Waiting before retry.
[22:35:19] + Attempting to get work packet
[22:35:19] - Will indicate memory of 4095 MB
[22:35:19] - Connecting to assignment server
[22:35:19] Connecting to http://assign-GPU.stanford.edu:8080/
[22:35:20] - Couldn't send HTTP request to server
[22:35:20] + Could not connect to Assignment Server
[22:35:20] Connecting to http://assign-GPU.stanford.edu:80/
[22:35:20] Posted data.
[22:35:20] Initial: 43AB; - Successful: assigned to (171.67.108.11).
[22:35:20] + News From Folding@Home: Welcome to Folding@Home
[22:35:20] Loaded queue successfully.
[22:35:20] Connecting to http://171.67.108.11:80/
[22:35:22] - Couldn't send HTTP request to server
[22:35:22] + Could not connect to Work Server
[22:35:22] - Attempt #2 to get work failed, and no other work to do.
Waiting before retry.
Now GPUs on 10 to 16 retries.
Help would be appreiciated.
That is weird, I can connect using 8080 but not 80 here!
Serverlog shows no problem ( cpu load 6.5 but there are higher reported ), netload isn't to high and there are enough wu's.

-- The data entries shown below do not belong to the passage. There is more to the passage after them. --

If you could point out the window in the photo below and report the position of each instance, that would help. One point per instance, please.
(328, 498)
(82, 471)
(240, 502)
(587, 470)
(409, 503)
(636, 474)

Edit: well I confirmed 3 times while waiting one minut or so inbetween. Port 80 is down, 8080 is working.
Woke up this morning and entire herd had work . . . 9 hours later and 1/3 of the herd is down again, unable to send and not recieving new work.
Is there any way to remove the 2 server's from the line-up so that I don't have idle cows? I paid over $500 electric bill last month and I have a hard time justifying to wifey giving electricity away for idle cows.
Worst case senerio is that I shut my F@H herd down and support a different project.
If you can't get stability, I can't and won't support your project. This isn't a new problem, it's been an off and on problem since June.
What is that "DL" column on server status page. I've seen that when it is low and shown in yellow background, WUs do not upload. Is it possible that this column is the problem???
Can the people who are not able to get work maybe also provide the results from the browser tests ( both ports ). Not saying it's a big influence but it was strange being able to connect on 8080 but not 80 last time, even while my few clients don't have issues getting work it might still be relevant to the issue at hand?